Expression and function of the uvsW gene of bacteriophage T4

Abstract

The uvsW gene of bacteriophage T4 is involved in many aspects of phage DNA metabolism, including replication, recombination and repair. To approach the function of uvsW, the structure and expression of the uvsW gene were first explored. Molecular analyses defined the promoter region, the transcriptional start site, and the probable initiation codon. The required promoter region contains a sequence resembling the consensus for T4 late promoters. Furthermore, transcriptional analyses indicated that uvsW is expressed as a late gene, providing a time frame for uvsW action. Several novel observations restrict possible models for uvsW function. A uvsW-deletion mutation reduced overall phage-phage recombination 1.7-fold, but reduced plasmid integration tenfold relative to the wild-type. Thus, the UsvW protein plays a critical role in a specific recombination pathway involving simple reciprocal exchange. One of the most intriguing phenotypes associated with uvsW mutations is the restoration of arrested DNA synthesis caused by mutations that block secondary initiation, the major mode by which replication initiates at late times in wild-type infections.
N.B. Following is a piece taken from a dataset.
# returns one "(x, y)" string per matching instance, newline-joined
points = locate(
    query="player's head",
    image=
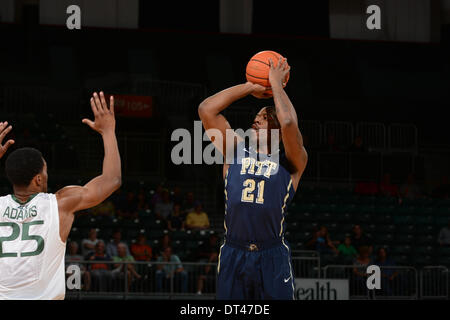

Experiments with plasmid model systems indicate that a uvsW mutation does not restore the arrested DNA synthesis by rescuing secondary initiation directly. Rather, a uvsW mutation appears to allow some alternative mode of late replication, implying that the UvsW protein normally represses this alternative pathway. The rifampicin resistance of uvsW-repressed replication suggests that it involves either tertiary initiation or some novel mode of initiation. Finally, the inappropriate early expression of uvsW from a heterologous promoter blocks most early phage DNA synthesis in a uvsY-mutant infection, suggesting that the UvsW protein is normally the key regulatory factor in the switch from early to late DNA replication. According to this suggestion, the restored late replication in a uvsW mutant is an abnormal continuation of an early mode(s) of replication.